The spot takes a look at several decades of a family getting together for Christmas, told from the perspective of a tree-topper ornament. It runs through the near misses that the ornament has had over the years given the rambunctious nature of the relatives, but it ultimately closes with the family gathering around the TV to catch Forrest Gump streaming on Netflix.
"When the McDermotts get together to watch something on Netflix, I gotta say it makes me smile," she concludes. "Then again, it's sorta painted on my face."
Netflix pitching itself as a holiday tradition may seem out of place. It obviously wasn't around during the 34-year span depicted in the commercial. Netflix didn't roll out its streaming service until 2007, and it took a bit longer than that for the platform to become available on Web-tethered devices that made the viewing process seamless on TV.
One can also argue that Netflix streaming and tradition are strange bedfellows given the limited nature of the content-licensing deals between studios and the dot-com darling. If a movie or show isn't faring well on the platform, or if the studio demands too much for a renewal, it's not beyond Netflix to pull the plug. This isn't the A Christmas Story marathon on TBS that you can count on every Christmas Eve.

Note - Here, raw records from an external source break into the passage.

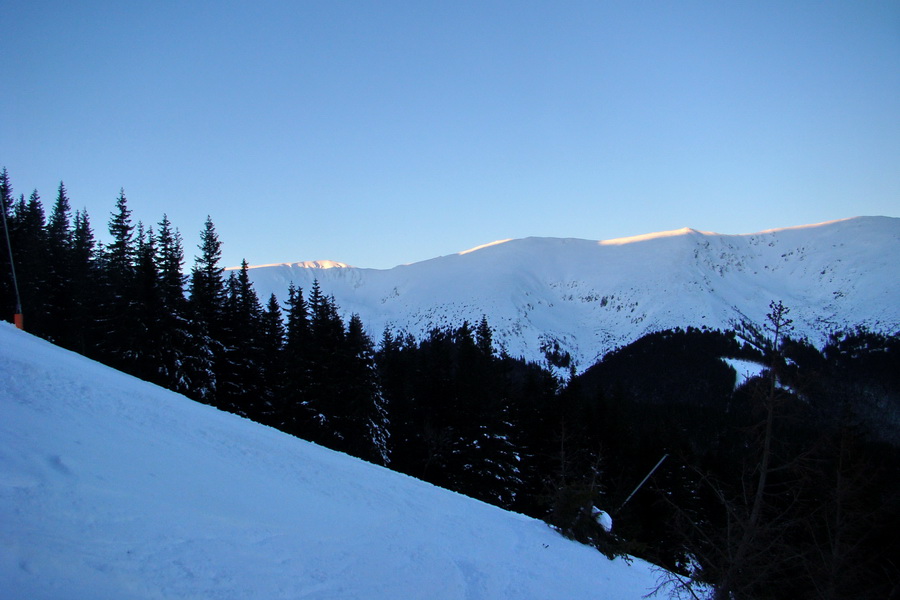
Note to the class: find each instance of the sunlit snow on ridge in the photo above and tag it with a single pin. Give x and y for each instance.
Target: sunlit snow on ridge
(304, 264)
(481, 247)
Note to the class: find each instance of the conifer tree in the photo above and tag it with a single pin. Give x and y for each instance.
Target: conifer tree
(7, 289)
(363, 412)
(240, 382)
(30, 240)
(59, 277)
(291, 413)
(207, 309)
(84, 283)
(119, 309)
(272, 337)
(177, 348)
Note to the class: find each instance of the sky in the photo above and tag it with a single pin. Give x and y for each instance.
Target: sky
(385, 133)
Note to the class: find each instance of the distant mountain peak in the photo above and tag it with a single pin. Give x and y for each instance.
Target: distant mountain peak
(588, 297)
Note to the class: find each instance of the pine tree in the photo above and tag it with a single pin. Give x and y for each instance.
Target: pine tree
(240, 381)
(177, 348)
(84, 283)
(272, 336)
(207, 313)
(364, 424)
(8, 299)
(120, 304)
(29, 237)
(291, 412)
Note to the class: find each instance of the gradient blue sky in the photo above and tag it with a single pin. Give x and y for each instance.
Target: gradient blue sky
(381, 133)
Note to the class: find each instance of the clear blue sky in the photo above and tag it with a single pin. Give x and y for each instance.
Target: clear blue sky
(380, 133)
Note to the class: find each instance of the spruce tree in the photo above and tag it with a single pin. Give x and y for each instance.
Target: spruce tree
(120, 304)
(207, 313)
(8, 298)
(240, 381)
(29, 237)
(177, 349)
(85, 280)
(364, 424)
(291, 413)
(271, 342)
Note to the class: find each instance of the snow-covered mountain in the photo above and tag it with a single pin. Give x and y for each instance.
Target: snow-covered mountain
(592, 296)
(112, 488)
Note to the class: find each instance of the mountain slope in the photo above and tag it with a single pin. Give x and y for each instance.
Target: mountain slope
(111, 488)
(592, 296)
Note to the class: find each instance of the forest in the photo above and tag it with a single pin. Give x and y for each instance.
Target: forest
(785, 484)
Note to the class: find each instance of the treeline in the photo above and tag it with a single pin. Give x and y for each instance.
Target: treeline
(786, 485)
(447, 409)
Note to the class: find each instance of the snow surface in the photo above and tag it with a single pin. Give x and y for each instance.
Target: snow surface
(115, 489)
(593, 296)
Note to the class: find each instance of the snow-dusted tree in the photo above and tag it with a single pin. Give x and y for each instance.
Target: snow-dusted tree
(206, 308)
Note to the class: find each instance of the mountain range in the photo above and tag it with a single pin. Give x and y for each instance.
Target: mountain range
(587, 297)
(112, 488)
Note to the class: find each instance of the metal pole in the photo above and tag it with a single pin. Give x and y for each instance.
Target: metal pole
(12, 266)
(653, 470)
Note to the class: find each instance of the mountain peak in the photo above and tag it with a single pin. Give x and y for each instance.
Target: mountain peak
(589, 297)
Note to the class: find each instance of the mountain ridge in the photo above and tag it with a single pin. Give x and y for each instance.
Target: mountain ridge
(588, 297)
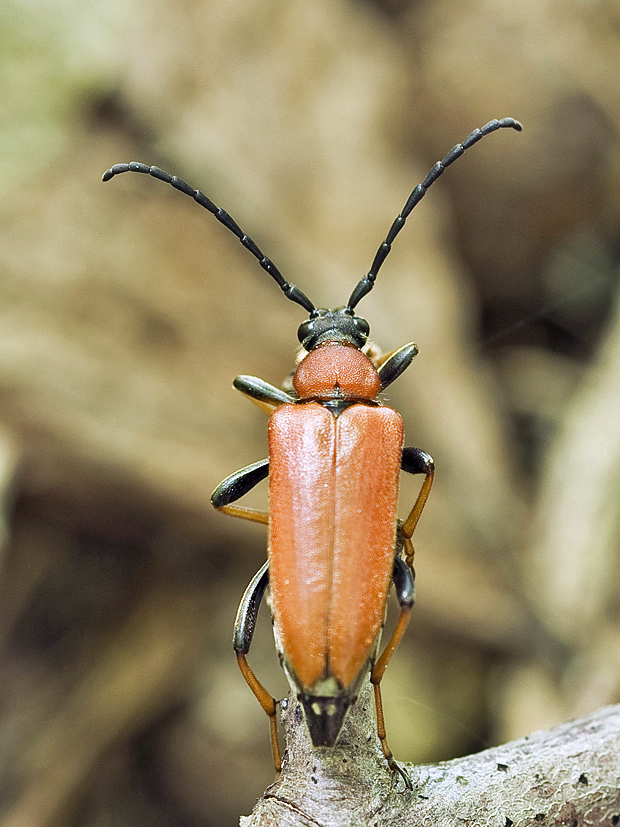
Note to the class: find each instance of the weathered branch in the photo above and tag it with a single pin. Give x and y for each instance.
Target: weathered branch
(569, 775)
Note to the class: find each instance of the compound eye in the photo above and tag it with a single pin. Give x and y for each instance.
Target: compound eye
(305, 330)
(362, 326)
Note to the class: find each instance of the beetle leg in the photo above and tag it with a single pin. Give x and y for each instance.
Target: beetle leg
(238, 484)
(395, 363)
(416, 461)
(245, 623)
(266, 396)
(404, 582)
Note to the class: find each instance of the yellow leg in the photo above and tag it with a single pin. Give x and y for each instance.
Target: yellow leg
(268, 704)
(408, 526)
(375, 678)
(245, 513)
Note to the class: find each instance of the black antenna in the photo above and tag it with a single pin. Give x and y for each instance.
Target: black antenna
(366, 284)
(290, 291)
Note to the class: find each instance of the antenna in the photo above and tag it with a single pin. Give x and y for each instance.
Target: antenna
(366, 284)
(290, 291)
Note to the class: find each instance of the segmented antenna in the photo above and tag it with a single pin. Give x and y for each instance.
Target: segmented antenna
(366, 284)
(290, 291)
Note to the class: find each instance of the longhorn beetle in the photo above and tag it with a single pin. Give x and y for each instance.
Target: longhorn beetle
(335, 453)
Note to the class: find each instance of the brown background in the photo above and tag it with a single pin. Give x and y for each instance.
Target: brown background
(126, 311)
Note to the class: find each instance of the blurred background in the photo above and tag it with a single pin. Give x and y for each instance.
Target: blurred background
(126, 311)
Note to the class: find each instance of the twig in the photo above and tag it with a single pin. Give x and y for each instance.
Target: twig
(569, 775)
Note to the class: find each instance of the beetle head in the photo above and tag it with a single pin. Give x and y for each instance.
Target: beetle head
(340, 325)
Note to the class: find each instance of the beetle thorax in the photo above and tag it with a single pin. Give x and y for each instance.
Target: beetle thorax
(336, 371)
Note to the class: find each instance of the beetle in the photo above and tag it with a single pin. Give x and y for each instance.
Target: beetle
(335, 452)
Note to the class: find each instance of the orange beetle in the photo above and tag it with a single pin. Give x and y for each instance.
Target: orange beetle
(335, 453)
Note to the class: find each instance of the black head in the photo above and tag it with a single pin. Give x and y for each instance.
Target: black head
(325, 325)
(339, 325)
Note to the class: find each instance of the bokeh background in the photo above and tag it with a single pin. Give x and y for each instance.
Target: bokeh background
(126, 311)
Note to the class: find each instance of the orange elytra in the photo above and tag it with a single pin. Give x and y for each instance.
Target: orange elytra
(335, 453)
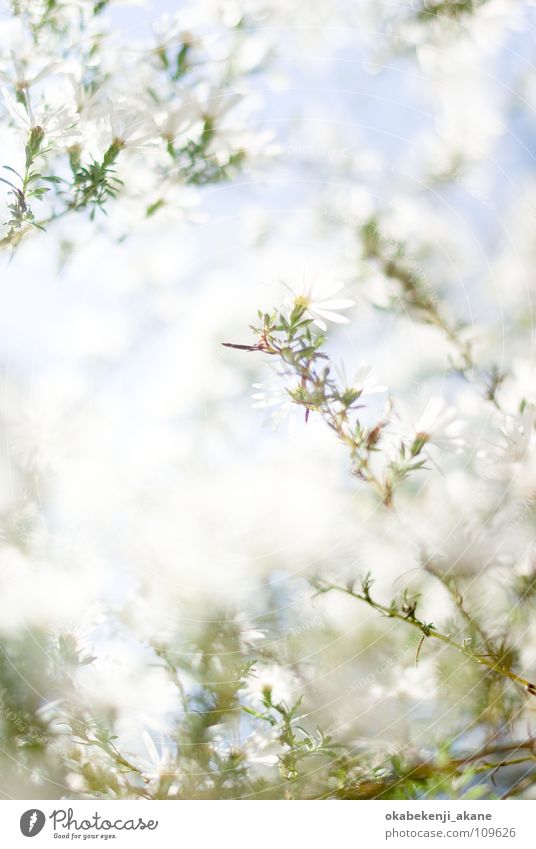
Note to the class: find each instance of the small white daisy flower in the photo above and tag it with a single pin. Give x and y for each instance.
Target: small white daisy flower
(321, 307)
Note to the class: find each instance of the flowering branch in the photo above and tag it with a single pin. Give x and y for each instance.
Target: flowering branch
(290, 336)
(406, 612)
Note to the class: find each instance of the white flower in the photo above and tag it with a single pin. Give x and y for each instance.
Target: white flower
(178, 120)
(128, 129)
(439, 424)
(275, 397)
(273, 682)
(53, 121)
(364, 381)
(26, 76)
(321, 307)
(158, 762)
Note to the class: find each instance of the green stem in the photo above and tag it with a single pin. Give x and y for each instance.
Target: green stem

But it is clear that Netflix is growing. It's now serving up more than a billion hours of content a month. It closed out its latest quarter with 31.1 million domestic subscribers, up sharply from the 25.1 million stateside streaming accounts it watched over a year earlier. No one is even close to Netflix. Amazon.com (NASDAQ: AMZN ) would be the closest thing that Netflix has to a rival, but it's a distant competitor at best.
The only reason that Amazon is even in contention is that it offers its streaming service at no additional cost to folks paying for expedited merchandise deliveries through Amazon Prime. It also does what Netflix has inexplicably yet to do by offering newer movies and TV show episodes on a pay-per-stream basis. But would Prime Instant Video even be the silver medalist if Amazon started charging for it as a stand-alone platform like Netflix?
In the end, the tree-topper in the ad is probably a lot like Netflix shareholders. The stock is now nearly a seven-bagger since bottoming out two summers ago. They're on top. They're smiling. They survived the near brushes with disaster.